Willkommen in Österreich: The new home away from home


Dear Homebound Frannies, you know how a picture can never capture the real thing? Leading up to this semester, I kept seeing pictures of the Kartause: the chapel, the stairs, the yard, the creek jump. It is always different than the actual thing and it is still different than what you would expect.  

For example, I thought the entrance to the Kartause was on the other side of the Frannyfamous chapel and the bus would pass by it, perfect for photo and video opportunities. When I finally saw the chapel, the bus made a right into the parking lot and I realized that photo op was not going to happen; but that is about as disappointing as the Kartause gets. 

It kind of felt like freshman year all over again, except we supposedly had done that before. We do not know where anything is, we do not know what food is being served and we do not know what the classes will be like: a weird repeat in a different reality.  

Before coming to Gaming, I was told that the food was terrible, but so far, so good to me. No, it is not gourmet by any stretch of the imagination, but as my one friend said, as long as it is healthy, I do not mind! I was under the impression that it was going to be the same exact food at every meal, but they do change up the meals in the Mensa, although each meal is built around the same food groups: carbohydrates, meat and vegetables. I have been told that apparently there is a threeweek meal rotation and we have only been here for two. We will see how this goes! 

One thing we have been struggling with is the lack of sugary, fattening dessert in the Mensa. In Europe, fruit is the typical dessert, and as tasty and fresh as fruit can be, it still does not suffice for our American need for dessert. My friends and I have started making desserts out of different ingredients we find in the Mensa. One made a peach cobbler, another made a version of apple pie and another friend and I attempted what I like to call “Mensa Tiramisu.” It was a combination of a roll, yogurt, banana, sugar, chocolate, cinnamon and, of course, coffee. It was not tiramisu, but it was dessert! 

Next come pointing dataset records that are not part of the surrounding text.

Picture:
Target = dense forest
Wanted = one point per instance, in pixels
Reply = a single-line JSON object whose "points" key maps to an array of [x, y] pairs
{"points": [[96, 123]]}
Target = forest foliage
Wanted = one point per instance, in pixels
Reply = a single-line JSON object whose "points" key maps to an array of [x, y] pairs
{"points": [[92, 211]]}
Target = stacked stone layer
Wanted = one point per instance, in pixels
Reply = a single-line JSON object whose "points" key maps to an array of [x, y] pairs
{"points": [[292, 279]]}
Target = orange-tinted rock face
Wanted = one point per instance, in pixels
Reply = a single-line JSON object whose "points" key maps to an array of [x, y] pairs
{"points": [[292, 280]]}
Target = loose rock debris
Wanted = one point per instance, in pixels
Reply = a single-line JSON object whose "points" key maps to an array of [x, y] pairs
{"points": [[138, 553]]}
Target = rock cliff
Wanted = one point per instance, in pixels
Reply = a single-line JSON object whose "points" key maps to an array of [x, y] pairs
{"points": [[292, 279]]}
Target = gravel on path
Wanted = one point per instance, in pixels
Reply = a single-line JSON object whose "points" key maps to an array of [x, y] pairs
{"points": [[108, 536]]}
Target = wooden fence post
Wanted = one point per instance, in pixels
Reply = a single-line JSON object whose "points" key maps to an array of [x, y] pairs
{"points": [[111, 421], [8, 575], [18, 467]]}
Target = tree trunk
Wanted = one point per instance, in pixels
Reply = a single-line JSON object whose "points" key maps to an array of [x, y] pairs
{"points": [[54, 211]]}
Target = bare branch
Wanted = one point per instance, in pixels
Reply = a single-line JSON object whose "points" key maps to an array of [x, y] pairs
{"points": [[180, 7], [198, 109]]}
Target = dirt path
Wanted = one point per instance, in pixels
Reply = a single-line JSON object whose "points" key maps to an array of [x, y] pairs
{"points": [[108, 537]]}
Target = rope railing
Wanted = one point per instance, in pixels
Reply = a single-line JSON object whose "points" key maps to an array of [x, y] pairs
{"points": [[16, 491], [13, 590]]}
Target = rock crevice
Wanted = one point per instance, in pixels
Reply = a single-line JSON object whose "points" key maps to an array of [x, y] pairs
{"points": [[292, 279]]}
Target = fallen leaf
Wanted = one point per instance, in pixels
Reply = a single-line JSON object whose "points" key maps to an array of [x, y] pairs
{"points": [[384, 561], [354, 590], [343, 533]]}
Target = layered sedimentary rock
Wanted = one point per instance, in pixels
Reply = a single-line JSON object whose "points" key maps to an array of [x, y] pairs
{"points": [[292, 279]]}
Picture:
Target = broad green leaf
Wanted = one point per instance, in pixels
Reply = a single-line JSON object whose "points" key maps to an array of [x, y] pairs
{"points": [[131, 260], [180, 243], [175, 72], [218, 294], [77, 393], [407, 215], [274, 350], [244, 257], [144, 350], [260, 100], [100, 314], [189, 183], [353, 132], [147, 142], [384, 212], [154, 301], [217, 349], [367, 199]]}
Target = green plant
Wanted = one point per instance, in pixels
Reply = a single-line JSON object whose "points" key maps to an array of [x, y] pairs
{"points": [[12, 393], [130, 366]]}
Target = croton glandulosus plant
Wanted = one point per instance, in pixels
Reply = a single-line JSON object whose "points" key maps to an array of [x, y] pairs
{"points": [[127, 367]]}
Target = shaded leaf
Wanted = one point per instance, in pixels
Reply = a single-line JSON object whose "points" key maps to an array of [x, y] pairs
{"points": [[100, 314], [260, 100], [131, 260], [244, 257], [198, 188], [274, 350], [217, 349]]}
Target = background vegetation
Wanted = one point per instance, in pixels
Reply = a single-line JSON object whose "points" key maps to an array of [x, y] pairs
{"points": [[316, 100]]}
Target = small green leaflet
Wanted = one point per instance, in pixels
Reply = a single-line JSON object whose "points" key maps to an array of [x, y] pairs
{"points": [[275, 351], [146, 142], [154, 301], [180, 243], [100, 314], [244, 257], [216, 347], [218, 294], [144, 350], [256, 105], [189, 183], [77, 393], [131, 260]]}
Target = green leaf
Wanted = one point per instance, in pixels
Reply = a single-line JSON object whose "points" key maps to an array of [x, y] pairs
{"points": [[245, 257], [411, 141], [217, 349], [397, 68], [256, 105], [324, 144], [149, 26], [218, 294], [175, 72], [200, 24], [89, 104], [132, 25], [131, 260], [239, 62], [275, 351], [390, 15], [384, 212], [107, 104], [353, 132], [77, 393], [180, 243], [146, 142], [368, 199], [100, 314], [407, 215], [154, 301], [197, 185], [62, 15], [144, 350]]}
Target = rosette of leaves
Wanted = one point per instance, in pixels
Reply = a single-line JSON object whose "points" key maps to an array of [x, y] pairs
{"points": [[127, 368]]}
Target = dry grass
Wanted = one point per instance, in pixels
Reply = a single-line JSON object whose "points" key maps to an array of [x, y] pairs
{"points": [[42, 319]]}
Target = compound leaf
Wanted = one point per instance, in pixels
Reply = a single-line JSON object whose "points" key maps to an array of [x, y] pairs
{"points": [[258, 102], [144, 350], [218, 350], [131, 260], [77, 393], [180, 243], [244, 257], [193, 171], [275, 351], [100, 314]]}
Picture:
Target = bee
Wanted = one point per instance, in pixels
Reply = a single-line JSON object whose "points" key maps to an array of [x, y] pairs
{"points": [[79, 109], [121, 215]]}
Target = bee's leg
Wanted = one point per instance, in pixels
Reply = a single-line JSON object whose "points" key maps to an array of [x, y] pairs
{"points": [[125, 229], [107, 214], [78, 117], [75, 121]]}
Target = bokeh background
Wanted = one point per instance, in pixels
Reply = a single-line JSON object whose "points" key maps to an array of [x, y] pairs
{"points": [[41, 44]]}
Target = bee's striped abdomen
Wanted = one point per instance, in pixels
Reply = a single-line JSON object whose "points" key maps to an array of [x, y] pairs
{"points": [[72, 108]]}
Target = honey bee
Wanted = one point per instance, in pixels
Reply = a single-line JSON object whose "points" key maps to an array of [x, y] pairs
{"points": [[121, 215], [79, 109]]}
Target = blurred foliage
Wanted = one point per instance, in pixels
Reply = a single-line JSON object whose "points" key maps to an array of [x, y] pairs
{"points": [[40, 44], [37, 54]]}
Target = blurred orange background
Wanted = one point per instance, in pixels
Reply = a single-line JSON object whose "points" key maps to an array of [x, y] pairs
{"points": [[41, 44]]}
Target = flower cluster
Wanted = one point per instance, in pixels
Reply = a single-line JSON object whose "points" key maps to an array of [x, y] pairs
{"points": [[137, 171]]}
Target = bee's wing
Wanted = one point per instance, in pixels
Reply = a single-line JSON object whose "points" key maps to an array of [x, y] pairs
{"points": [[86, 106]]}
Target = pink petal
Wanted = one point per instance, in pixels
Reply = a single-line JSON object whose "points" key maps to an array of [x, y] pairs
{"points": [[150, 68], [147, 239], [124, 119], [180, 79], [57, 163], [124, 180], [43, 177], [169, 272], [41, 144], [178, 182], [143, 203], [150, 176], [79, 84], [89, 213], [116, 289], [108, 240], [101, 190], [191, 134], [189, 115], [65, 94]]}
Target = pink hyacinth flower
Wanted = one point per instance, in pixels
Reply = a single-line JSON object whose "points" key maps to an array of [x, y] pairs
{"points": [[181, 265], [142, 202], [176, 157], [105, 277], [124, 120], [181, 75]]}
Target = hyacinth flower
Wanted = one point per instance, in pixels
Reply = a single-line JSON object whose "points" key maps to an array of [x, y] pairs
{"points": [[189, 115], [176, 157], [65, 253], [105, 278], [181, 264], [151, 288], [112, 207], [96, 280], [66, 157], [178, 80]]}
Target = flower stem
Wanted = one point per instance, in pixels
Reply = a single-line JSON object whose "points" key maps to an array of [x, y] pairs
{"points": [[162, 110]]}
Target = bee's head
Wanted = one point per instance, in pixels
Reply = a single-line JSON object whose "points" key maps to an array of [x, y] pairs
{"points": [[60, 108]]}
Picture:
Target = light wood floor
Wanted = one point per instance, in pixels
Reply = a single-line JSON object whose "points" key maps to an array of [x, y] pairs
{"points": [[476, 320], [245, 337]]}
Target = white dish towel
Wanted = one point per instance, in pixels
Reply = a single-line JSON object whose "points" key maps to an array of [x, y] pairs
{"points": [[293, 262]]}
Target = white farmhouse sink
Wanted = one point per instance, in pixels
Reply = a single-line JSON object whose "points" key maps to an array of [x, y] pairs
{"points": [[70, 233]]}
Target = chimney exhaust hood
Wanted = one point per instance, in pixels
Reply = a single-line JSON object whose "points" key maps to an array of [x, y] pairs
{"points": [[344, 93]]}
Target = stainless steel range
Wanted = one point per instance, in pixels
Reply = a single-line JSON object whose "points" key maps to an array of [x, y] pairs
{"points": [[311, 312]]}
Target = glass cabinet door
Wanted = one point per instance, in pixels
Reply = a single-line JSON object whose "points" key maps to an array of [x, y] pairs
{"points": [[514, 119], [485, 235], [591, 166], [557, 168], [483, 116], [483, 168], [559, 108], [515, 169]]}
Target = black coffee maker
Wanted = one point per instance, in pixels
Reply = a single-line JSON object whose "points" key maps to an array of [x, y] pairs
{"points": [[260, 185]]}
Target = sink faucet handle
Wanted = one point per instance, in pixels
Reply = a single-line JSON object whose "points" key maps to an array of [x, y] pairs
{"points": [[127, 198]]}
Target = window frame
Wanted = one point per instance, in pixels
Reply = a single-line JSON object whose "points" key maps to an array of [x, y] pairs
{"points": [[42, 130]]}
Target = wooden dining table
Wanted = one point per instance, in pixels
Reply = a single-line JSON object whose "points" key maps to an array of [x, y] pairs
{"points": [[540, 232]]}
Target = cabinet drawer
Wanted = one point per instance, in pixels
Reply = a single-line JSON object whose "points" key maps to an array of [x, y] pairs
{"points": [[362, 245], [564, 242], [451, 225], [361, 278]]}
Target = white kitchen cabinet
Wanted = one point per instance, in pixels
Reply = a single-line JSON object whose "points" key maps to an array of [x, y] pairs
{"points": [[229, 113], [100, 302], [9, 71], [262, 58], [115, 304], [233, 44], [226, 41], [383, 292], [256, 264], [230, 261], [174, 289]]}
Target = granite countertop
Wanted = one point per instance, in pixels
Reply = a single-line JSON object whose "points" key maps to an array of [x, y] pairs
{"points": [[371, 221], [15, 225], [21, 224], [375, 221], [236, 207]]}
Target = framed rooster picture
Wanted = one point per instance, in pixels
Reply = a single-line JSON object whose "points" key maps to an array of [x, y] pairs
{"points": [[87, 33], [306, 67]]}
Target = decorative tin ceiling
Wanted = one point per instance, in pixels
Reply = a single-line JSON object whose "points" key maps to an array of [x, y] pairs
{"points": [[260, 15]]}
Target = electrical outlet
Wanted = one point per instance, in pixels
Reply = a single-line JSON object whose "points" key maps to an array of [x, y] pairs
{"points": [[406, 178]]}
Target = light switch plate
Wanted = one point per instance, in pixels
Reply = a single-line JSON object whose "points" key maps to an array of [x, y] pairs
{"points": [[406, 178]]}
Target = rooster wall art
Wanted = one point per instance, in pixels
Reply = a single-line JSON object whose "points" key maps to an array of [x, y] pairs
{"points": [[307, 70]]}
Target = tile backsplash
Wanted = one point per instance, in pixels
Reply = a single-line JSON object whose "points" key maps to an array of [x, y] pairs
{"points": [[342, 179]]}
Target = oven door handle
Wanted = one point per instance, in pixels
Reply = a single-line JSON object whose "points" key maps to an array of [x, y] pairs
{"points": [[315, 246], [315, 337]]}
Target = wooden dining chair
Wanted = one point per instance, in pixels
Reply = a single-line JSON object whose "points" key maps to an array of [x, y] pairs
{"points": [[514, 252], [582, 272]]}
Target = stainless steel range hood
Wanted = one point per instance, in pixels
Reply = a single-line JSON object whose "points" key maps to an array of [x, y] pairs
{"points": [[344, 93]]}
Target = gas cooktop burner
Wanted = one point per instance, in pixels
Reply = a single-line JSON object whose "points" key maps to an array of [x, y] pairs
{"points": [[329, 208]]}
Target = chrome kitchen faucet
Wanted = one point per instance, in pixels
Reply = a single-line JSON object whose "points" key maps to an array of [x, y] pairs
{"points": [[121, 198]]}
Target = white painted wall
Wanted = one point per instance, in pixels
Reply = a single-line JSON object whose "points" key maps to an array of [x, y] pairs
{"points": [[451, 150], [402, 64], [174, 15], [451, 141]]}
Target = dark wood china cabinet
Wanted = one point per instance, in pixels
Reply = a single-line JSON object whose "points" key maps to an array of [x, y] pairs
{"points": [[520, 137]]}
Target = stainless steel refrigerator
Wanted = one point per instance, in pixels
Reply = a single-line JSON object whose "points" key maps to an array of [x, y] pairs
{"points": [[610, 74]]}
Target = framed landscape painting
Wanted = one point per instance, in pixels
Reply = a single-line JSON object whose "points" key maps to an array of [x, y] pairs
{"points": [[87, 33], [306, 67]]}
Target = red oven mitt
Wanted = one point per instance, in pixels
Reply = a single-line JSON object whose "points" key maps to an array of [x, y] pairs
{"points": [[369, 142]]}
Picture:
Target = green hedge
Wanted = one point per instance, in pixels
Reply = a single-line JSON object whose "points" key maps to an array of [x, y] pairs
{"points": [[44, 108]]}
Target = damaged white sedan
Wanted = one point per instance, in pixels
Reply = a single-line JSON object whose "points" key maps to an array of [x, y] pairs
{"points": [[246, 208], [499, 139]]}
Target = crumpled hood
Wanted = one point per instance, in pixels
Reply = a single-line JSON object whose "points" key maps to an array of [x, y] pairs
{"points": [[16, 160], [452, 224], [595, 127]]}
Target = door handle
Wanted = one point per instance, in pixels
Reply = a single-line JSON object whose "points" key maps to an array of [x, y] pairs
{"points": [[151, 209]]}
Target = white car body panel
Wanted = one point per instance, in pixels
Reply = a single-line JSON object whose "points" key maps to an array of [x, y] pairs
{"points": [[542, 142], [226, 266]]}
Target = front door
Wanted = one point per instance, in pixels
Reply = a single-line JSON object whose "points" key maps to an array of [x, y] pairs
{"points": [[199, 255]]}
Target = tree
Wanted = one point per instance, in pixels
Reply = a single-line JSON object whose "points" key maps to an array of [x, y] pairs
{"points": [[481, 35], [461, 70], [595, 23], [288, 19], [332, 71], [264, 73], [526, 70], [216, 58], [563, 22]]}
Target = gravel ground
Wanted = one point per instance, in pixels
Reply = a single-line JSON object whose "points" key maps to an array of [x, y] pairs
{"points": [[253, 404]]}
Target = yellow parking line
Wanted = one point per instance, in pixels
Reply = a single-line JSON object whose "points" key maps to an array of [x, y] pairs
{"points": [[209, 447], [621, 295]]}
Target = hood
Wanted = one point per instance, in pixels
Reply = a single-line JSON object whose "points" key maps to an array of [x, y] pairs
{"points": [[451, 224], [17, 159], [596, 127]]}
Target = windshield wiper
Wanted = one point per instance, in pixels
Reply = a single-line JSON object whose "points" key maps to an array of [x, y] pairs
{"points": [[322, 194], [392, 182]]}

The most memorable part of orientation is the German. Maria Wolter, who holds a doctorate in philosophy, is halfAustrian and a native German-speaker even though she grew up in the United States. With a bright and energetic personality, she makes learning typical Catholic prayers in German enjoyable. There are a lot of elongated “o” and “u” sounds, especially with the umlaut, which are the two dots that sometimes appear above the vowels to make a different sound in the German language. As you can imagine, the “oooeee” sound in Österreich (Austria) has become an inside joke to all of us. 

The last bit of orientation was a precursor to our first school trip to Salzburg. We watched “The Sound of Music” by Rodgers and Hammerstein and there is nothing quite like watching “The Sound of Music” with a bunch of Frannies in the room. Everyone was singing! Even the guys sang Rolfe’s part in “Sixteen Going on Seventeen.” That was the best experience of “The Sound of Music” I ever had in my life. 

Our first school trip had an early start, as the bus left in the wee hours of the morning before heading to Salzburg. It only takes around two hours to get there, but a lot was packed into the day trip. Mass was said in the Franciscan church which we had just learned about in art classalthough the church is mainly gothic, the front is Renaissance and the chapels surrounding the altar were later added in the baroque style. I was especially captivated by the altar and the depiction of Mary with baby Jesus and a garland of golden roses held by cherubim.  

As beautiful as the altar was, nothing can compare with God’s original artwork. A friend and I went to the castle on the top of the hill known as the Fortress Hohensalzburg. It housed Prince Archbishop Gebhard, who desperately did not want to be archbishop. We did not get to go into the actual museum, but the view from the terrace was amazing; the stretches of green and the sun setting behind the mountains was glorious! We took plenty of pictures, but it just does not capture the real thing. 

Hopefully, instead of phone photos, some day some of you will witness these views for yourself, if you have not already. Until then, auf wiedersehen!